They would wander down to the little store on the beach front (formerly McKinlays, now The Beach Store). The store wasn’t very big. It had a dividing wall with a grocery on one side and a dairy selling cone ice-cream and milkshakes, on the other. When the Marines were in the shop there wasn’t much space. We’d squeeze in behind them and wait to be served. They were so hungry they would buy up slabs of Adams Bruce fruit cake and eat it outside the shop.
One of the entrances to Paekakariki was just before the Commune Corner. The camp entrance had a sentry box and every vehicle that went into the camp was checked before it crossed the railway line. One day a truck was hit by a train and ended up a crumpled mess beside the track. It was awful. We children were attending the old school and stayed there until the accident was cleared away.

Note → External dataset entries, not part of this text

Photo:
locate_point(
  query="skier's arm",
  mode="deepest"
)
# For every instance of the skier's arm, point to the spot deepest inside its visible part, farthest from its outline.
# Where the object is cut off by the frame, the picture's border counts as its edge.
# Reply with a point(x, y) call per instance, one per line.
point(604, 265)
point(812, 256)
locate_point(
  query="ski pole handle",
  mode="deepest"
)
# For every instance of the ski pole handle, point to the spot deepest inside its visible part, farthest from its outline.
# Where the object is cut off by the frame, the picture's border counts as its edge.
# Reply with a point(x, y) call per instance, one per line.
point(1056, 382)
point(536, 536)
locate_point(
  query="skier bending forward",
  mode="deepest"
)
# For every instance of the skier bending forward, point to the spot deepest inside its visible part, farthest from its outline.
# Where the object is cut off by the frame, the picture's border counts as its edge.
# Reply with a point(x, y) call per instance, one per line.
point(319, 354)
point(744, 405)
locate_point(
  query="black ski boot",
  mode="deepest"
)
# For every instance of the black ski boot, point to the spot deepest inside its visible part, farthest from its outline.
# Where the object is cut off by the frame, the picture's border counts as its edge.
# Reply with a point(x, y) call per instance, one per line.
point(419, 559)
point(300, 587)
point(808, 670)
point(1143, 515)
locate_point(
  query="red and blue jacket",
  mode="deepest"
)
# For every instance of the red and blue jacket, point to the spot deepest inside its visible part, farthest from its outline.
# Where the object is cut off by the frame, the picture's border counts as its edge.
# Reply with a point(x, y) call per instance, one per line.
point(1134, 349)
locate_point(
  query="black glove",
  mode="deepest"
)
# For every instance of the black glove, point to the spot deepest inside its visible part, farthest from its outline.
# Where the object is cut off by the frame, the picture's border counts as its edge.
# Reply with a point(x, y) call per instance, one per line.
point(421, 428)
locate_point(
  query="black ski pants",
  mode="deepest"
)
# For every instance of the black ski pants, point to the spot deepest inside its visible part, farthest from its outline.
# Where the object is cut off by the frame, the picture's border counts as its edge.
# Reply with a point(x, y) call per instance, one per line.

The sentry box remained for a while after the Marines had gone and an enterprising person made it into an ice-cream kiosk (selling Frosty Jack I think). It stayed there and continued to attract motorists who’d stop specially for ice creams. Convoys of covered trucks used to go out of the village across the railway line as well.
The Marines loved children and animals. My three year-old golden retriever Prince loved food and anyone who gave it to him. Sometimes he’d go walkabout to find his friends. We thought he had gone to visit a certain black lady Labrador who lived at a house on the corner. Two days later he still hadn’t t returned.
My mother told me she was in the village shopping as a convoy of trucks rolled out. When they stopped at the crossing she watched in amazement seeing Prince sitting up in the front seat of one of the trucks. She rushed out to the truck and asked the driver for her dog. "No Ma'am" he replied, "he is coming with me. I found him."
Prince wasn’t happy about leaving his extra food source, but we got him back and his freedom was curtailed somewhat after that.